Kelvin 'Kelly' Lightfoot

Personal information
- Nationality: South Africa
- Born: 6 August 1925
- Died: Unknown

Sport
- Sport: Lwan bowls

Medal record
Representing South Africa
World Outdoor Championships
| Bronze medal – third place | 1966 Kyeemagh | triples |
| Gold medal – first place | 1976 Johannesburg | triples |
| Gold medal – first place | 1976 Johannesburg | fours |
| Gold medal – first place | 1976 Johannesburg | team |

= Kelvin Lightfoot =

South African bowls player

Kelvin 'Kelly' Thomas Lightfoot (1925-date of death unknown) was a former South African international lawn bowler.

==Bowls career==
===World Championships===
Lightfoot came to prominence in 1966 when he won a triples bronze medal at the 1966 World Outdoor Bowls Championship.
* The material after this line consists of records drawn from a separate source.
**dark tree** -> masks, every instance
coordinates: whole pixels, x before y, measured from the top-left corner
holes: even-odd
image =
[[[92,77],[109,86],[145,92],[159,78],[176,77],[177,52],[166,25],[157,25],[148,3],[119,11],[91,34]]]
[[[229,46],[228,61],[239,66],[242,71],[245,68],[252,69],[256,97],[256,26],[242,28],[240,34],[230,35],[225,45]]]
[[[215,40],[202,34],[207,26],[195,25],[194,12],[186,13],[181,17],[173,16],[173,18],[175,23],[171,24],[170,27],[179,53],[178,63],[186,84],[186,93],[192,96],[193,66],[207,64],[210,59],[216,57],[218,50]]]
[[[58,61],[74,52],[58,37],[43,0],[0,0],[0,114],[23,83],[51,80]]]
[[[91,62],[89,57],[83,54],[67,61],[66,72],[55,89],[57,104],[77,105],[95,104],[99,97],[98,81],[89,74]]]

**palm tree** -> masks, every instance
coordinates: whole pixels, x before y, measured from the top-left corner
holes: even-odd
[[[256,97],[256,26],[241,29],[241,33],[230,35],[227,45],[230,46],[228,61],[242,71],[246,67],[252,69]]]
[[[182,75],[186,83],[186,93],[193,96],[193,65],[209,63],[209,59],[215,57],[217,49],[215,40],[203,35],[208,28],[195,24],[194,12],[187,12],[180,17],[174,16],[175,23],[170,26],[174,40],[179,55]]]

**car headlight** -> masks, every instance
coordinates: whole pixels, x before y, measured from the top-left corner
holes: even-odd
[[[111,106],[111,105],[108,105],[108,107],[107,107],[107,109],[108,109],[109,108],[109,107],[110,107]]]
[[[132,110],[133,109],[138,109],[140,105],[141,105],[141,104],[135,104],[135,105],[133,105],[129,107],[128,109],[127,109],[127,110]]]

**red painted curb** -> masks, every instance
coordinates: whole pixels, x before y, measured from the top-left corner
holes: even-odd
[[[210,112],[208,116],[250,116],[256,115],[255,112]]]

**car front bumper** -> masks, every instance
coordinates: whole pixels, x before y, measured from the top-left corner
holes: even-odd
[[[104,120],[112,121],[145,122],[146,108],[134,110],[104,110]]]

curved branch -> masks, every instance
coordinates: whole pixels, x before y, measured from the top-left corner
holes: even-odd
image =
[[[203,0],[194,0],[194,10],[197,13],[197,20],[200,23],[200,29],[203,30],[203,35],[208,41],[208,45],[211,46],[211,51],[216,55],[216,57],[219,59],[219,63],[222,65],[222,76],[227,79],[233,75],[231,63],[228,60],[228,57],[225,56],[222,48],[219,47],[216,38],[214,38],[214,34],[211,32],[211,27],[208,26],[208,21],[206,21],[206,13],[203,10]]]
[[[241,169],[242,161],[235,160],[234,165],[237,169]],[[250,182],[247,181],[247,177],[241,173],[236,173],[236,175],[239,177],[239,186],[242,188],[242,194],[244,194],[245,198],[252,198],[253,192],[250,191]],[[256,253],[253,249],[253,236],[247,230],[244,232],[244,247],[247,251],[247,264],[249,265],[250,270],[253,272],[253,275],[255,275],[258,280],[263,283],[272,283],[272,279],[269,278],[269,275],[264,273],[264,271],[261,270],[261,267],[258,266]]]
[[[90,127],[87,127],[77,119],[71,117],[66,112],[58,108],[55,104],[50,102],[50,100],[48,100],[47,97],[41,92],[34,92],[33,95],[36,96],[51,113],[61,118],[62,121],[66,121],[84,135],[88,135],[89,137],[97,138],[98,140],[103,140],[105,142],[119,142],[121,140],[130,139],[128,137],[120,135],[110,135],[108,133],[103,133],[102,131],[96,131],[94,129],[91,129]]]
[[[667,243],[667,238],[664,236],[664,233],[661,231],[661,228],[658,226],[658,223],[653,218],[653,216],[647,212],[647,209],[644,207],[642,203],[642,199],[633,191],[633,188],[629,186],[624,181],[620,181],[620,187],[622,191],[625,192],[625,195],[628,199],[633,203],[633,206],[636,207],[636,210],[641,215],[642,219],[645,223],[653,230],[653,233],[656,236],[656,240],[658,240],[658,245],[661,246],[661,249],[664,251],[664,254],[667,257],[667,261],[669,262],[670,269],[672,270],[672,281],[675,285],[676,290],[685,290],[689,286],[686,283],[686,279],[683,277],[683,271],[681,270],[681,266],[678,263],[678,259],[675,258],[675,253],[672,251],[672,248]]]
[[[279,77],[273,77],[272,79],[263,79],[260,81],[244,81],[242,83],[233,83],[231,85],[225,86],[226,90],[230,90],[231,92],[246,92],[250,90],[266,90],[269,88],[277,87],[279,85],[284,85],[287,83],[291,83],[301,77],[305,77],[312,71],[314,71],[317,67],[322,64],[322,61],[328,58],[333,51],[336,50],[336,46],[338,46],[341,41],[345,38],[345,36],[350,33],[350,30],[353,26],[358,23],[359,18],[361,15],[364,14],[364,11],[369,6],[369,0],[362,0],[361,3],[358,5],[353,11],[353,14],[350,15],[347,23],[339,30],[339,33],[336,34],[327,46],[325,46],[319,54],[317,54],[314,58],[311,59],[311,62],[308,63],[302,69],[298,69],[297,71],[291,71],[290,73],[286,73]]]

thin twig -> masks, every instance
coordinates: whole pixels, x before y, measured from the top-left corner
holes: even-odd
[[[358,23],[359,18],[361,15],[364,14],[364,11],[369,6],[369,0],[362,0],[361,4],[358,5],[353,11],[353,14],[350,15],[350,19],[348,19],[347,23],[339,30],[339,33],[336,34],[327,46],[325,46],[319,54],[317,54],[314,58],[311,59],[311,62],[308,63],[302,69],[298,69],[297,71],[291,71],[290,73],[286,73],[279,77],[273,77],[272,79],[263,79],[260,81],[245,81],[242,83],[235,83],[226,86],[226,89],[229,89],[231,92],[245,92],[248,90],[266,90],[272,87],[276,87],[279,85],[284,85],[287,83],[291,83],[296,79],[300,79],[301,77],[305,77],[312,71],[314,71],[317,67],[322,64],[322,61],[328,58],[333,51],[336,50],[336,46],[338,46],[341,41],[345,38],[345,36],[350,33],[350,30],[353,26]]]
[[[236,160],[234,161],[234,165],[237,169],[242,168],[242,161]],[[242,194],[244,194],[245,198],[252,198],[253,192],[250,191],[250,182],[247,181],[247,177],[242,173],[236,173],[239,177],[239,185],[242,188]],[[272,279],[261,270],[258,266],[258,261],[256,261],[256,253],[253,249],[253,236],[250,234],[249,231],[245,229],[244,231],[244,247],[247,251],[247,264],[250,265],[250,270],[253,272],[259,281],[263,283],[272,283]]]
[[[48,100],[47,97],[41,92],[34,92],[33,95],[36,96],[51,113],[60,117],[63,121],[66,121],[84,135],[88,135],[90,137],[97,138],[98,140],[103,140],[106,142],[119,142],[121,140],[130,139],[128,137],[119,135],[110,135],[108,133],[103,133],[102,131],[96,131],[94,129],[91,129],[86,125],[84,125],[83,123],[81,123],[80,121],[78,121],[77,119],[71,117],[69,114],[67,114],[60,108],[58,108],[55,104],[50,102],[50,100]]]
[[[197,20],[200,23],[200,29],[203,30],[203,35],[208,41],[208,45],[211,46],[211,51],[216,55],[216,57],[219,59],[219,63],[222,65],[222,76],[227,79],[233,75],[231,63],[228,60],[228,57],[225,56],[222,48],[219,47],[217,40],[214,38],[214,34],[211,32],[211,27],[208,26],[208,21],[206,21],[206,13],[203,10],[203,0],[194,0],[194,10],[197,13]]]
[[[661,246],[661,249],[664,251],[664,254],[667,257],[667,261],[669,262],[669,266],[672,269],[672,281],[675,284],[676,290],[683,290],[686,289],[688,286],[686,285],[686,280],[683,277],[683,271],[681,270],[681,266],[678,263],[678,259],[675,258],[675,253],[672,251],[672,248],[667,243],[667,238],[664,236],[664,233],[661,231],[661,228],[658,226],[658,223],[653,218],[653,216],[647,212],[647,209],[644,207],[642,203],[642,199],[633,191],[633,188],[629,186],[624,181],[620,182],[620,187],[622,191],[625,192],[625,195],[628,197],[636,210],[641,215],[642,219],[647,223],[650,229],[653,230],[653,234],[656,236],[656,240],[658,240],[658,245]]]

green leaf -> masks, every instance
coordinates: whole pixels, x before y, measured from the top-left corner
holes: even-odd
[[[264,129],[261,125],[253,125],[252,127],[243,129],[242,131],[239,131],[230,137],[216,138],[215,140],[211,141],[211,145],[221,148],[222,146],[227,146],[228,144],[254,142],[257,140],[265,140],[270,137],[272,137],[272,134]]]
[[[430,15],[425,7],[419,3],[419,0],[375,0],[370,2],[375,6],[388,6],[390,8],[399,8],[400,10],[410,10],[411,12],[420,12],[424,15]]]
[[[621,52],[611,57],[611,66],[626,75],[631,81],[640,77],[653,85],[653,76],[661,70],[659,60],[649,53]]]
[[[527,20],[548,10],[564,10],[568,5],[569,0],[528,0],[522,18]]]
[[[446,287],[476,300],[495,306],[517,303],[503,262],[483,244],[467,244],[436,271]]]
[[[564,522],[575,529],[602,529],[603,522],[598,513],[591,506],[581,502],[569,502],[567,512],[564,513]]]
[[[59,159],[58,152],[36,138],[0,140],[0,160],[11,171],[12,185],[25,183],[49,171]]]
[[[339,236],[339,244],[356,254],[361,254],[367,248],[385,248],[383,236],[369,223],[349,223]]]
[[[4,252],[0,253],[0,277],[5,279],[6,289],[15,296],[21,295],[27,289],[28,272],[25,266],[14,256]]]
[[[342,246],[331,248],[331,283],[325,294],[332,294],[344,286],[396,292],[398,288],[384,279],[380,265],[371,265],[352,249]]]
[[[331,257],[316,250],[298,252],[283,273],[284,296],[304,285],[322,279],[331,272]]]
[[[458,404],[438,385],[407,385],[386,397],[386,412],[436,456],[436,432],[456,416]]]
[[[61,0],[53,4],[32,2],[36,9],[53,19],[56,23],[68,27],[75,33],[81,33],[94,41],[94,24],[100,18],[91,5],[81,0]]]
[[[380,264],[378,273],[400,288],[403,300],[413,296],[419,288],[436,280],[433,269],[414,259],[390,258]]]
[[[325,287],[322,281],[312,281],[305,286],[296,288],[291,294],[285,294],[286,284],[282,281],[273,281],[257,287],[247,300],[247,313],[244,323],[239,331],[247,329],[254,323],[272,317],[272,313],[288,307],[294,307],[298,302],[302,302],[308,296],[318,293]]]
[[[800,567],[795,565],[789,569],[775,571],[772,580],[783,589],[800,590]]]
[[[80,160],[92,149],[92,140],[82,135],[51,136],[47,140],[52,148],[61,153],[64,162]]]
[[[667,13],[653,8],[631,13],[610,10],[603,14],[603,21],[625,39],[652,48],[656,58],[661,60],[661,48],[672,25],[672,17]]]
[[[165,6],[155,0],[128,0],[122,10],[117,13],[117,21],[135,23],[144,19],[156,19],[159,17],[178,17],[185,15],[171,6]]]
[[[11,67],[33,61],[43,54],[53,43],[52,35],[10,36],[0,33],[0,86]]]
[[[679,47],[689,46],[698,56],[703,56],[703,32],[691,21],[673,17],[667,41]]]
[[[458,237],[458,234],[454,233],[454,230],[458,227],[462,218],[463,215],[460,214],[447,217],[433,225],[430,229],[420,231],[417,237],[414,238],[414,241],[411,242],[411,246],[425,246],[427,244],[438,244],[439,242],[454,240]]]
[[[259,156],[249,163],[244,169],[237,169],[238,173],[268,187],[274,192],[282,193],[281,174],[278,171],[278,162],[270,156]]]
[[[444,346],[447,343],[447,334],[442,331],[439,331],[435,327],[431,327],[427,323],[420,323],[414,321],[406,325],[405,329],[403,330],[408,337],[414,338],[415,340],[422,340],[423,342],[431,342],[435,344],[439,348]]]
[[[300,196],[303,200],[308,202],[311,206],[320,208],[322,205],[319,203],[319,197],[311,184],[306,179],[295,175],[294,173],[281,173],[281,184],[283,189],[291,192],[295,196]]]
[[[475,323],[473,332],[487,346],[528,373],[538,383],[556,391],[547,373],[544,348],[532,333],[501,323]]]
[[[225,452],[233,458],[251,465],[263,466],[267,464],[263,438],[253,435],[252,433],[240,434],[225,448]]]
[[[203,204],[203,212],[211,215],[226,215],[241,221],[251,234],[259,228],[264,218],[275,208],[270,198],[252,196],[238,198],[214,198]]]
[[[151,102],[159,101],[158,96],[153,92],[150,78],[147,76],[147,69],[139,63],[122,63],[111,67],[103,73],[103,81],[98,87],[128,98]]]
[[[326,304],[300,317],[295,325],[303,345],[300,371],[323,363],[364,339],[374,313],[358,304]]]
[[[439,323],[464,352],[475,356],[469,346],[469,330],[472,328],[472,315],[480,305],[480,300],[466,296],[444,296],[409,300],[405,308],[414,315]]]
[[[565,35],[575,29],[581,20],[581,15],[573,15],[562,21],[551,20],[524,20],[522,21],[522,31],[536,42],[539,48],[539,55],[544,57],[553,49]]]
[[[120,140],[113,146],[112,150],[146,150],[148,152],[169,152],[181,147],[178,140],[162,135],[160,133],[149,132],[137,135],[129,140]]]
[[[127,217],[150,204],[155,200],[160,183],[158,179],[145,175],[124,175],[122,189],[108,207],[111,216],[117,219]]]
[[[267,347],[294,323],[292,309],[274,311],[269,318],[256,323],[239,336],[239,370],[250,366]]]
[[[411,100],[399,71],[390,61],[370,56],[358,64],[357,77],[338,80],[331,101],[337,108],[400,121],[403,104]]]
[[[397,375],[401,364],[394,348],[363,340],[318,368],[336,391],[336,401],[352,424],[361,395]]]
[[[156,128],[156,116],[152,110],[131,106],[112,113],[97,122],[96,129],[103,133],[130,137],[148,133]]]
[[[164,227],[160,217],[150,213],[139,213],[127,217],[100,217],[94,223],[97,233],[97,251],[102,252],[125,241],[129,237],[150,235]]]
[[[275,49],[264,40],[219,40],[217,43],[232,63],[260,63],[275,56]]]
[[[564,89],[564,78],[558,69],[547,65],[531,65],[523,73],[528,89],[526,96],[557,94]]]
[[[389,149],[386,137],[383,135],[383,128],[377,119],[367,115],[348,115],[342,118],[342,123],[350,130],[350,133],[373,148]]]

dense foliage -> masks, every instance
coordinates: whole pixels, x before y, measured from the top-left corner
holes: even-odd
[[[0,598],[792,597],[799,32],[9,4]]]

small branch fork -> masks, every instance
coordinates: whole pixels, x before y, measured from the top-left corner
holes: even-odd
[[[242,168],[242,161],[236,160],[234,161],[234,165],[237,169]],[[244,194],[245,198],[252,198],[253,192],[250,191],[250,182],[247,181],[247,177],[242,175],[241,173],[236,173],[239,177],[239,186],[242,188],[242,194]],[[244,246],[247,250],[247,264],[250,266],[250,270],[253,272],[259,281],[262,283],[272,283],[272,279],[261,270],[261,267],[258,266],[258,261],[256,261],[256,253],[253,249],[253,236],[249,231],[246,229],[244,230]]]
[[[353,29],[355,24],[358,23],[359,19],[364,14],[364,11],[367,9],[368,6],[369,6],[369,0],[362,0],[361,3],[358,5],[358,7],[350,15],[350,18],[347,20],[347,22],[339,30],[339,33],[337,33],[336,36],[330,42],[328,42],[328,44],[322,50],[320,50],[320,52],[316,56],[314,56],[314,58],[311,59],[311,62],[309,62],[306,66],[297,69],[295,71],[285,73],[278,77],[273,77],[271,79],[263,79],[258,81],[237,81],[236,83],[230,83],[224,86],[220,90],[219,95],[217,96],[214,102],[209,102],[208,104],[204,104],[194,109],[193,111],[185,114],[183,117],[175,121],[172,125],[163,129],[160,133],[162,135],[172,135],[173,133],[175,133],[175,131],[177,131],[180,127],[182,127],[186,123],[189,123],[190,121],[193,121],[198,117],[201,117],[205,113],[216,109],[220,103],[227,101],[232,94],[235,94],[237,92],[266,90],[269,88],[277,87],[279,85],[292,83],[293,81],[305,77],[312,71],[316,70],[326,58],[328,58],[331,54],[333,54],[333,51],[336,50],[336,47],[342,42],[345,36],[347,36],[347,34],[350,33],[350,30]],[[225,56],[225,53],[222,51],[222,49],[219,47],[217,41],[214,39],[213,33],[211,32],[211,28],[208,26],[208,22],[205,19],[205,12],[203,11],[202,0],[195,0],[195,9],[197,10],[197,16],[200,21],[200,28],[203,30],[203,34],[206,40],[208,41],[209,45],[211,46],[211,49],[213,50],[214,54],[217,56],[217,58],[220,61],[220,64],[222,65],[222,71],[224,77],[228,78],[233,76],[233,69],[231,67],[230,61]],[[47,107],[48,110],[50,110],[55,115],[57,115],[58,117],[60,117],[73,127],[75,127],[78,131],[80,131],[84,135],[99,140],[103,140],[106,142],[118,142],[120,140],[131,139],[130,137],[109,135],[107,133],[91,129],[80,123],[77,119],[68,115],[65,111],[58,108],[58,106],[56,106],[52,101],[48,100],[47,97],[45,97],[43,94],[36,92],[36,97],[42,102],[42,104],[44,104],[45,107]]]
Ten years later in 1976 he won the triples, fours and team gold medal at the World Outdoor Championships in Johannesburg. In the Triples with Kevin Campbell and Nando Gatti they won 14 of their 15 matches. In the fours with Campbell, Gatti and Bill Moseley they repeated the feat of winning 14 of the 15 matches played.

The South African team completed a clean sweep of all events at the 1976 World Outdoor Bowls Championship. The lawn bowlers from South Africa were denied further opportunities to win medals due to the Sporting boycott of South Africa during the apartheid era.

===National===
Lightfoot won the 1959 pairs title, 1962 singles and fours titles and 1969 singles at the South African National Bowls Championships. He was the first winner of the national masters and would have won more frequently but suffered from a back injury.

==Personal life==
By trade he was a clerk in the South African Railway Offices in Pietermaritzburg. He married in 1948.